More Commentary on Pennsylvania Grand Jury Report, as Vatican Sends Thoughts and Prayers




That there should be mass defrockings is obvious. That there should also be a swath of criminal convictions also seems beyond question….Evil is real, and it walked the earth in Pennsylvania. It entered through our church doors.


It is long past time for the U.S. Department of Justice to initiate a full-scale, nationwide investigation into the systemic rape and sexual violence, and cover-ups in the Catholic Church, and, where appropriate, bring criminal and/or civil proceedings against the hierarchy that enabled the violations.

I absolutely agree with SNAP's call for a federal investigation of the criminal actions of the Catholic hierarchy and many priests, of course. The statement I have shared from Rita Ferrone (and here) which doubts that a legal-juridical approach to this horror show will be effective is speaking of internal legal procedures within the institution itself — and no, those would not be effective at all, because the leaders of the Catholic church do not intend to be forthcoming or accountable or to investigate themselves. 




"It’s all about the bishops. That’s the single most damning line from a new, 1,300 page report, released by the Pennsylvania supreme court on Tuesday, which found that 300 predator priests in the state had abused more than 1,000 children since 1947. It's the latest scandal in the Catholic church's continuing child abuse crisis…. 
The incidents of abuse are shocking and deeply disturbing. They include a minor who was impregnated by a priest who paid for her to have an abortion, as well as a priest who confessed to the rape of at least 15 boys. In one instance, a priest abused five sisters in one family, including an 18-month-old girl. 
The probe concluded that bishops "followed a playbook for concealing the truth" and while "priests were raping little boys and girls, [bishops] hid it all. For decades". Pennsylvania attorney general Josh Shapiro noted that in some cases, "the cover up stretched all the way up to the Vatican" and that bishops "protected their institution at all costs". Most disturbingly, jurors believe that, even today, bishops are working hard to protect themselves. 
The report says that while 1,000 victims were discovered in this investigation, there are likely thousands more who have yet to step forward. 
And that’s where my hope lies. 
For nearly 30 years, I have been intimately involved in battling for the rights of those abused by the clergy as children.
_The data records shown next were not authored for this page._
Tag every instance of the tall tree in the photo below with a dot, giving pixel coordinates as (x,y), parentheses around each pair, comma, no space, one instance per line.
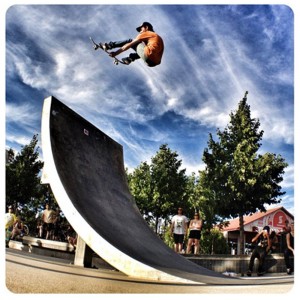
(241,180)
(23,174)
(159,188)
(141,189)
(169,182)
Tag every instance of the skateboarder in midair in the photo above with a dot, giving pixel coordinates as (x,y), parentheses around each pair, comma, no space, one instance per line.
(148,46)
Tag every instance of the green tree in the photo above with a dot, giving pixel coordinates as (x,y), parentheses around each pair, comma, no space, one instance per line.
(168,183)
(23,174)
(141,189)
(159,188)
(240,180)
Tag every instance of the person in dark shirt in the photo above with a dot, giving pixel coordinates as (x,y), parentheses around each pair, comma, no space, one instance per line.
(289,251)
(263,245)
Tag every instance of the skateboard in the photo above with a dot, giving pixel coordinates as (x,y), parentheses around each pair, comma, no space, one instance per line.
(96,47)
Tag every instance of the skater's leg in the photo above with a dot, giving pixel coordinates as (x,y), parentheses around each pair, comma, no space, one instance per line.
(118,44)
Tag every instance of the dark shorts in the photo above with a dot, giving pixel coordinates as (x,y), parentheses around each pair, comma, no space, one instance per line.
(195,234)
(178,238)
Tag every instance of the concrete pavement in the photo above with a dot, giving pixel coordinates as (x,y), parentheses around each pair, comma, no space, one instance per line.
(35,274)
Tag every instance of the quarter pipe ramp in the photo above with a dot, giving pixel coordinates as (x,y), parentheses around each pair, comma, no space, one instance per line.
(85,170)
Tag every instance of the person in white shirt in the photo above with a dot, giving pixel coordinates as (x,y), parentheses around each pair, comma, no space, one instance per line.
(179,230)
(195,234)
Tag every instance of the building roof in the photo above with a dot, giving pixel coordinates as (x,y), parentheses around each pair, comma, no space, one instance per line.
(234,223)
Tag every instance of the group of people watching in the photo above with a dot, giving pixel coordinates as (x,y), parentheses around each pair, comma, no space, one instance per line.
(48,226)
(265,242)
(13,225)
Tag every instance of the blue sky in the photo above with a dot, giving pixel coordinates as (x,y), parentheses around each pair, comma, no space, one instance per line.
(213,54)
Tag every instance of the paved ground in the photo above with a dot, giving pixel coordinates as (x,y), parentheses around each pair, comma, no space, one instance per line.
(28,273)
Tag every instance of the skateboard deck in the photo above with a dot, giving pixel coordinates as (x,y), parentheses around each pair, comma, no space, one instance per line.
(116,60)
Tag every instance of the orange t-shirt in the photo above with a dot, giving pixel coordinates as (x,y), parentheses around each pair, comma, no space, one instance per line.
(154,46)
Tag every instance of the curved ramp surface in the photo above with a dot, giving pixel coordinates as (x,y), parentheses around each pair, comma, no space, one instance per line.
(85,170)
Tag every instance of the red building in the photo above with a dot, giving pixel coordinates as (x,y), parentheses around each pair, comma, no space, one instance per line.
(276,218)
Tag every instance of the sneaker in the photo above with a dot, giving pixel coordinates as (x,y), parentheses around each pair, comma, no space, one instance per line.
(289,271)
(126,60)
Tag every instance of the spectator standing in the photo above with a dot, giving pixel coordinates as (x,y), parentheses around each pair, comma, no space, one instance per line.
(18,228)
(179,230)
(263,245)
(195,234)
(289,251)
(10,219)
(48,217)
Four of the six kids in our family were sexually violated by our parish priest, Father John Whiteley. I sued him and his bishop, unsuccessfully, and went on to work full time with Survivor's Network of those Abused by Priests, the world’s oldest and largest support group for victims. 
The single most valuable truth I've learned is this: change only comes when victims speak out.
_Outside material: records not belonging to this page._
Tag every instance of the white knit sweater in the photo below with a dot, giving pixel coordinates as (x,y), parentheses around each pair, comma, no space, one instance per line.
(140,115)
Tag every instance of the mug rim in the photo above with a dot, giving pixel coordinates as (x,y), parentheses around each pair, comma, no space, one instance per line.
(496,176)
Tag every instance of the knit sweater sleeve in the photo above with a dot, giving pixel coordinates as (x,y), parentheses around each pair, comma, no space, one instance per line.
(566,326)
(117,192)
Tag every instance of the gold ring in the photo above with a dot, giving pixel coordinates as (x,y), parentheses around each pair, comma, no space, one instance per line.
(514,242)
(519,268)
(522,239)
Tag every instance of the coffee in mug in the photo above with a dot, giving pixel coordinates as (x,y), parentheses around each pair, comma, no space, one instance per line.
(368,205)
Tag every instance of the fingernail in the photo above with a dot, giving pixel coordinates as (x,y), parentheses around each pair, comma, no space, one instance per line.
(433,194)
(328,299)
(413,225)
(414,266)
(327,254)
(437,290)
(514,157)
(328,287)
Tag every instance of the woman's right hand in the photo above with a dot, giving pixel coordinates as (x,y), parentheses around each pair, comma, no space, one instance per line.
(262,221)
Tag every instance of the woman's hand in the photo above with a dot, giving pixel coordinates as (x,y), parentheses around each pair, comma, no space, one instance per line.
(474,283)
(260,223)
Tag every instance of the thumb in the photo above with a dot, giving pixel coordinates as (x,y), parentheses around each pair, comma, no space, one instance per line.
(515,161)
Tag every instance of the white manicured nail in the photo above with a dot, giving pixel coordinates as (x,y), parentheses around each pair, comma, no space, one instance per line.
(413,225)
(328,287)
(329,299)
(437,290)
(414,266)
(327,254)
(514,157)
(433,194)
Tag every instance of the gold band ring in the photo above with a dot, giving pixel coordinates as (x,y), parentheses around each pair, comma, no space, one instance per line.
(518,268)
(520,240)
"We are ready to listen humbly, first of all to victims and their advocates, who might tell us how to begin to ease suffering and to make recompense. We welcome prosecutors and lawyers and historians into our archives, so that the full truth, however damning, might be known. We acknowledge that our system of seminary education is deeply flawed, and ask how it might be reformed so as to produce leaders who thrive as human beings. We submit to new layers of oversight, because the ones we ourselves imposed failed so miserably. We are listening. We are learning. We ask for God’s mercy, and yours." 
Will we hear statements like these? Unlikely. But we are owed nothing less from our ordained leaders as collective atonement for the sins of their brothers.
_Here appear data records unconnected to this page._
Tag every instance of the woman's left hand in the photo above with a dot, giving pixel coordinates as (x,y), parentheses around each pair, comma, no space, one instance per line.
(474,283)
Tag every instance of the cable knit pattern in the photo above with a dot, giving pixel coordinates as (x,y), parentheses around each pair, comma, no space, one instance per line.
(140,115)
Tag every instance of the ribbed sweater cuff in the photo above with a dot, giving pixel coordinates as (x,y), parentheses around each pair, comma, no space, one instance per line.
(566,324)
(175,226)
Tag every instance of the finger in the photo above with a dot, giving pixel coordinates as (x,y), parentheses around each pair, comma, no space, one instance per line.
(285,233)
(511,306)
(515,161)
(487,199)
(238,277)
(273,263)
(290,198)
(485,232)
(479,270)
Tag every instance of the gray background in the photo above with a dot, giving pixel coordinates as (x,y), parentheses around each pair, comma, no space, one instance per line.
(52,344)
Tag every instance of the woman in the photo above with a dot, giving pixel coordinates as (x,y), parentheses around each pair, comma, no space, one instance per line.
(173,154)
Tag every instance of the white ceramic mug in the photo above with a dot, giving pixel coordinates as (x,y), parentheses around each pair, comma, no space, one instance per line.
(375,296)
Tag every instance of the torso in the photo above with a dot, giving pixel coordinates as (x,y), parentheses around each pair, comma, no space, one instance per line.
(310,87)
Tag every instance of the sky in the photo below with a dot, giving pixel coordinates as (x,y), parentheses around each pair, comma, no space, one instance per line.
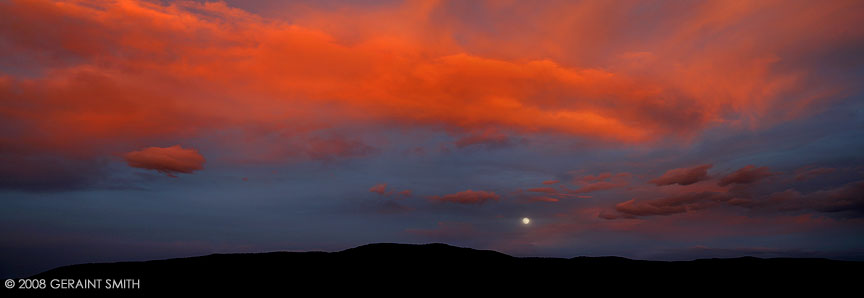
(661,130)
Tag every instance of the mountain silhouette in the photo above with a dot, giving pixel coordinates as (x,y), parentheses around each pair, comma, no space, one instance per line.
(441,268)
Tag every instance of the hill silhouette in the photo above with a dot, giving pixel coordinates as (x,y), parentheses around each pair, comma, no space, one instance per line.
(440,268)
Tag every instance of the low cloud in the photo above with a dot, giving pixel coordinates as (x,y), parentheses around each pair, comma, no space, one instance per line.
(379,188)
(669,205)
(683,176)
(169,161)
(806,174)
(468,197)
(746,175)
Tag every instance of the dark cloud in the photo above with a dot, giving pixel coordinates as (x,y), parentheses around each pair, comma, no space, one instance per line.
(169,161)
(468,197)
(669,205)
(805,174)
(847,199)
(683,176)
(379,188)
(48,173)
(746,175)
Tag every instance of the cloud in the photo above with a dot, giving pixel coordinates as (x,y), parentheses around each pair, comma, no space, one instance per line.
(544,199)
(746,175)
(845,199)
(125,73)
(336,148)
(683,176)
(136,60)
(603,181)
(668,206)
(804,174)
(448,231)
(468,197)
(379,188)
(169,161)
(488,139)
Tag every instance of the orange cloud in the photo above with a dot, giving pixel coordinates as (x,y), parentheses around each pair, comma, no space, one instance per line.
(468,197)
(169,161)
(124,71)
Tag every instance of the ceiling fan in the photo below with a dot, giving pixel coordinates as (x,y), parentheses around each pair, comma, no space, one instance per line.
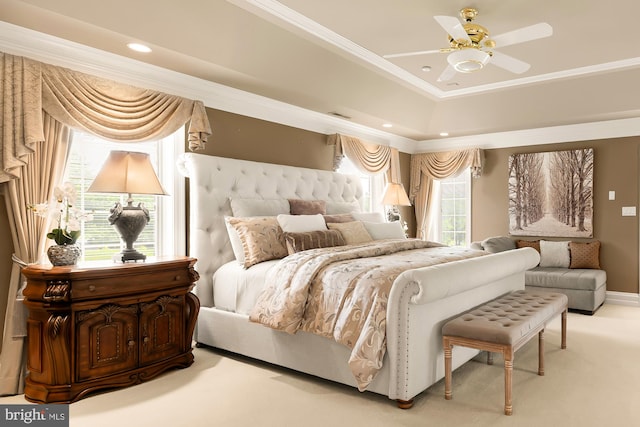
(470,47)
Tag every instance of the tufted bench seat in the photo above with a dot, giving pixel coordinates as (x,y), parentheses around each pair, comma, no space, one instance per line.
(503,326)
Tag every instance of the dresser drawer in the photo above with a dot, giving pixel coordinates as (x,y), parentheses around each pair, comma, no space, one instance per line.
(114,286)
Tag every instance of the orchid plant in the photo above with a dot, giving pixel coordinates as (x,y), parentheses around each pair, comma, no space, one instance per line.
(64,214)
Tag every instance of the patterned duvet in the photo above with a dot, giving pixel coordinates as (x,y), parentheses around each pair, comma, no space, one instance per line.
(342,292)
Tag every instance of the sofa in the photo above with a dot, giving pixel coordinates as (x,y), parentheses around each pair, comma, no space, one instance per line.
(572,268)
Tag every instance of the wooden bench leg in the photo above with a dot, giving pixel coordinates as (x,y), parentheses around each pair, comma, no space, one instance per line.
(447,368)
(508,380)
(564,329)
(541,353)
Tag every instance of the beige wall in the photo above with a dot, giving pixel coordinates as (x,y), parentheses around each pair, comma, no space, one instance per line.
(615,168)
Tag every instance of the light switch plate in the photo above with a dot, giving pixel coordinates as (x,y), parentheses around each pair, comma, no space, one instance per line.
(628,211)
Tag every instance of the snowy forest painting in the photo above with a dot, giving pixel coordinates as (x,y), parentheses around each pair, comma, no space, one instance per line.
(551,194)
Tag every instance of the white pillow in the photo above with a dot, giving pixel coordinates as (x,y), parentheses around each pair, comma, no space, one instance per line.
(385,230)
(334,208)
(368,216)
(259,207)
(236,242)
(301,223)
(554,254)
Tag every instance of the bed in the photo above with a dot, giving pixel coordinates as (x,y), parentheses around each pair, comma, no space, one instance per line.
(420,300)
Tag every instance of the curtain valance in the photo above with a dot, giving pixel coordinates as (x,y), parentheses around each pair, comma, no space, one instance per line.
(443,165)
(369,158)
(426,167)
(112,110)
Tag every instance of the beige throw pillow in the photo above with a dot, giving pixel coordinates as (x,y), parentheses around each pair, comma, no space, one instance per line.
(298,242)
(353,232)
(261,237)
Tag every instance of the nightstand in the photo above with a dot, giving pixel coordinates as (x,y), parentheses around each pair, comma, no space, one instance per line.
(103,325)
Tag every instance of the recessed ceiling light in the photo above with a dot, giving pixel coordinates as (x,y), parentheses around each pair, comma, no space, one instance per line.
(138,47)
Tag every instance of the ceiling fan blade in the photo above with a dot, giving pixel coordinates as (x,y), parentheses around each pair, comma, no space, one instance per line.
(447,74)
(453,27)
(509,63)
(525,34)
(420,52)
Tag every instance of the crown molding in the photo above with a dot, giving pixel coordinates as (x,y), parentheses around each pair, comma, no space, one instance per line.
(289,16)
(619,128)
(41,47)
(17,40)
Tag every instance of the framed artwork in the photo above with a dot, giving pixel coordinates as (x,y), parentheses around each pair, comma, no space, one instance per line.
(551,194)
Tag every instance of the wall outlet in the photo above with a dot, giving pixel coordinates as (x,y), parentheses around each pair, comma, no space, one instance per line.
(628,211)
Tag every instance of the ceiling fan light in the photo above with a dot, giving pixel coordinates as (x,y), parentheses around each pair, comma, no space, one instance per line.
(468,60)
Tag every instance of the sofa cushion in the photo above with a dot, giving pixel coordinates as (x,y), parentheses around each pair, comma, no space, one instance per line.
(554,254)
(498,244)
(585,255)
(564,278)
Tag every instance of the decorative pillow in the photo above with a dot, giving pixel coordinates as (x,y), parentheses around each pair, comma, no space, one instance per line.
(368,216)
(307,207)
(234,238)
(298,242)
(334,208)
(535,244)
(554,254)
(301,223)
(498,244)
(585,255)
(262,239)
(338,218)
(385,230)
(258,207)
(353,232)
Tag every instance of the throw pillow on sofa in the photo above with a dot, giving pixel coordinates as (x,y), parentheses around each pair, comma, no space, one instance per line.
(585,255)
(554,254)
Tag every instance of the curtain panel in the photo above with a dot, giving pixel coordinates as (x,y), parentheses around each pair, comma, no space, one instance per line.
(112,110)
(368,158)
(40,103)
(426,167)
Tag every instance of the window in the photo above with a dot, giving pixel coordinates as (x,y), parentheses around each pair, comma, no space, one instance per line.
(165,232)
(372,186)
(453,198)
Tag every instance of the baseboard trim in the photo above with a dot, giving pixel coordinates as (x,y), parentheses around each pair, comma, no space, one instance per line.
(622,298)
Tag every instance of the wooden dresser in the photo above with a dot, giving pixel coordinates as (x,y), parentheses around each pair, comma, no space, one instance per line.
(106,325)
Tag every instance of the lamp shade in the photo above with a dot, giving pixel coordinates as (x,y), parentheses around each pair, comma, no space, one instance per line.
(395,195)
(127,172)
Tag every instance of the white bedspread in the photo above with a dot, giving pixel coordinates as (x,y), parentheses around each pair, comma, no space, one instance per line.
(237,289)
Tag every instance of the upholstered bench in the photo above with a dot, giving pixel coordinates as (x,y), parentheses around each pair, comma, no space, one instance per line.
(503,326)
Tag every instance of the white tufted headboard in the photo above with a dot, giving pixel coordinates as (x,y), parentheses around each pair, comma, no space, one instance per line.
(213,181)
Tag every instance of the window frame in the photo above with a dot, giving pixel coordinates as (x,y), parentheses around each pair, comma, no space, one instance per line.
(436,230)
(170,235)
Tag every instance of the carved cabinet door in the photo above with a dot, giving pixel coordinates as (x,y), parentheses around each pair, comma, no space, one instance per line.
(162,325)
(107,340)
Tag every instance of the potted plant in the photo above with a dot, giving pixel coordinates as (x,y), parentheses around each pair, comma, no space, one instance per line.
(68,221)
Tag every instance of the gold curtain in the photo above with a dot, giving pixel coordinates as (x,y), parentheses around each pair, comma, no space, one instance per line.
(103,107)
(40,103)
(426,167)
(41,172)
(369,158)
Both sexual predation and anti-choice politics are rooted in patriarchal ideology and a culture of sexual shame.


Young women and their children faced physical and emotional violence at the hands of the church tantamount to those victimized by sexual abuse. All of these victims and survivors also deserve a perfect act of contrition by the pope, the hierarchy, the clergy and women religious. 
Though the nuns ran the laundries as contractors for the state, the creation of these institutions was based on punitive doctrines, developed solely by men, that criminalized women's sexual desire.


"Regarding the report made public in Pennsylvania this week, there are two words that can express these horrible crimes: shame and sorrow," read a statement from Vatican spokesman Greg Burke.

Sending thoughts and prayers!

Catholics have heard this empty refrain after every new explosion of information about the corruption inside the clerical and hierarchical club.

We know by now exactly how the script will play out all over again: thoughts and prayers! Shame and sorrow!

But transparency, accountability, action? Absolutely not. Because that would call for reform of a system that itself is the source of the corruption, a system that is abusive in its very make up, since it accords all governing power within the institution to the ordained and none at all to the laity.  It is set up to serve the interests, power, and privilege of clerics, who do not choose to reform what provides them such unmerited power.